Late last month there was a major leak at LinkedIn that saw the passwords of 6.5 million users leaked online. It later became clear that the massive leak meant that 60% of the passwords used on the LinkedIn social network had been cracked. Among the users caught in that LinkedIn leak was none other than Facebook CEO and founder Mark Zuckerberg. Zuckerberg wasn’t the most secure user on the networks using the same password for LinkedIn as he did for Twitter and Pinterest apparently.
Over the weekend, his Twitter and Pinterest accounts were hacked and the group claiming responsibility for the hack is the OurMine Team.
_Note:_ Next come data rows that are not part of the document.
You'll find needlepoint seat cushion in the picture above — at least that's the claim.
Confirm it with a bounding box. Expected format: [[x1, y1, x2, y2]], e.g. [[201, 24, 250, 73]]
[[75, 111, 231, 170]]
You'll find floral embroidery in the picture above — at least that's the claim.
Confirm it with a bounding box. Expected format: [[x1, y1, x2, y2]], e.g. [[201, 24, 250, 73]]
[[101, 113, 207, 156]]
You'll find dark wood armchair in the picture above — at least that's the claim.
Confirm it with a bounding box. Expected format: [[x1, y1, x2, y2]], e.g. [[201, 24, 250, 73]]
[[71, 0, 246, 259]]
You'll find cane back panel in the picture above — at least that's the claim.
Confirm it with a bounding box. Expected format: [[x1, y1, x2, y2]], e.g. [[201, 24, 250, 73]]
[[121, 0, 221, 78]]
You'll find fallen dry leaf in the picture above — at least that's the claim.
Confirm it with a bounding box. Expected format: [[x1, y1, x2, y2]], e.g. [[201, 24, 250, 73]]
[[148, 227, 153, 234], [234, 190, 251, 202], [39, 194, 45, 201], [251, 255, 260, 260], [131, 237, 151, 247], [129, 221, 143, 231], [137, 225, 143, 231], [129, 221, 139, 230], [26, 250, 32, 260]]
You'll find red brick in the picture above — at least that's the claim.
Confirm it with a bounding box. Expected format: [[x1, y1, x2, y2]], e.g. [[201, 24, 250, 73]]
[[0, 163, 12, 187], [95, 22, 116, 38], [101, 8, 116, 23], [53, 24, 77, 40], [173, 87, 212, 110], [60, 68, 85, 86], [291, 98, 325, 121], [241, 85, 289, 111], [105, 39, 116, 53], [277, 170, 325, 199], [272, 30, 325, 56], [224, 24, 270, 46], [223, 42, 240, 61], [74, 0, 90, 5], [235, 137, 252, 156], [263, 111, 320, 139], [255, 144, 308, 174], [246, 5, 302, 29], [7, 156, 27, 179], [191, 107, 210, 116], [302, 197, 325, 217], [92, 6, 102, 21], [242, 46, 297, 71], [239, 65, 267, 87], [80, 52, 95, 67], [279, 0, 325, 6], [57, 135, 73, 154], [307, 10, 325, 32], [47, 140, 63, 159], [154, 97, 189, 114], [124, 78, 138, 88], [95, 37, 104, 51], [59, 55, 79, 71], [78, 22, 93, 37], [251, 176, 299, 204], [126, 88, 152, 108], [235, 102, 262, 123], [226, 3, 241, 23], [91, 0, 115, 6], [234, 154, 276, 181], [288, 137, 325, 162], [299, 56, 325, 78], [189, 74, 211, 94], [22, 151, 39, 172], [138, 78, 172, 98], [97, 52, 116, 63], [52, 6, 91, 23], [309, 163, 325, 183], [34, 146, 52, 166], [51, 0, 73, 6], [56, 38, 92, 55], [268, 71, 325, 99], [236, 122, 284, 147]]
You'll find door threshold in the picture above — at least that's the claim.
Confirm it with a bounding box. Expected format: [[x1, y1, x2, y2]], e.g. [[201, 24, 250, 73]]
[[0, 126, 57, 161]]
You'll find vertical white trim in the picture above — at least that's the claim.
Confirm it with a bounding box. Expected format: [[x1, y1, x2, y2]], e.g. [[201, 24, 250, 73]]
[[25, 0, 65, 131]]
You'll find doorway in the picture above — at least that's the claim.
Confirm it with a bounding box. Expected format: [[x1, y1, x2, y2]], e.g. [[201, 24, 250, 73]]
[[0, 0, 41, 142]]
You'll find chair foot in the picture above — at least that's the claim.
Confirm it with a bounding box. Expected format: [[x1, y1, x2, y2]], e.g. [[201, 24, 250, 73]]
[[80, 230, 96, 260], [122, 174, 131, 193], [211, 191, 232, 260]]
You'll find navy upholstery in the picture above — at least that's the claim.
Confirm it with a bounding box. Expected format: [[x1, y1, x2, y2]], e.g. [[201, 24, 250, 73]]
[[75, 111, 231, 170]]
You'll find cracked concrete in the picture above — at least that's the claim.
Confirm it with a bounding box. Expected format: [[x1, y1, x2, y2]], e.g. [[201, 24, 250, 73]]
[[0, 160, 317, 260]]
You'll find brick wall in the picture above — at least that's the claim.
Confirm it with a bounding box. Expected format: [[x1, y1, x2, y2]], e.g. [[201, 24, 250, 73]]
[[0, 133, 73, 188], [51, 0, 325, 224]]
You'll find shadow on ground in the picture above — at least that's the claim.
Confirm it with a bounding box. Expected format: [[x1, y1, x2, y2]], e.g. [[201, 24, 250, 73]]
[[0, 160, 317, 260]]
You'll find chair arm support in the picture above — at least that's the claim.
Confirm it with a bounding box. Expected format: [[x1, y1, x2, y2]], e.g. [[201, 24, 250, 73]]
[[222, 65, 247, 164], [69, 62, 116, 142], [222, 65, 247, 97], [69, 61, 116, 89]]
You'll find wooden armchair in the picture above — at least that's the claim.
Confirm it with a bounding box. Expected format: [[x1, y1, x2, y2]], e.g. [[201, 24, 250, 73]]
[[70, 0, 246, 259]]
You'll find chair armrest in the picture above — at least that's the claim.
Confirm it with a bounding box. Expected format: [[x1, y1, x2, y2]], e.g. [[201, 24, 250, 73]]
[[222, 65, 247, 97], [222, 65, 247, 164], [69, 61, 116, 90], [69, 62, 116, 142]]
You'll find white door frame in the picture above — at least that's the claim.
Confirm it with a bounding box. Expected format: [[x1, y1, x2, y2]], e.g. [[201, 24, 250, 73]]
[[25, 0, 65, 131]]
The group says the hacks were thanks to the LinkedIn password dump. Zuckerberg isn’t exactly prolific on either of those networks, his Twitter account has lain dormant since 2012. That doesn’t mean Twitter didn’t react quickly, his account was suspended and then reactivated with the tweet claiming the hack removed.
Presumably, Zuck used a different password for his Facebook account than he did at these other networks. According to the taunt posted to the twitter account, the password was “dadada” which isn’t exactly secure to begin with. The hacker group did claim to have compromised Zuckerberg’s Instagram account as well, but Facebook issued a statement denying that the Instagram account was hacked.
Facebook also noted that no Facebook accounts or systems were accessed. The offending accounts have since been re-secured. Zuckerberg does have a Google+ account, but that account wasn’t hacked. The LinkedIn hack that led to the compromised Zuckerberg accounts was in part because of the way that the passwords were stored at LinkedIn. Reports indicate that the passwords were stored using SHA1 encryption, but weren’t salted. When data is salted, an extra string is added to the password-pre-encryption to prevent brute-force dictionary attacks.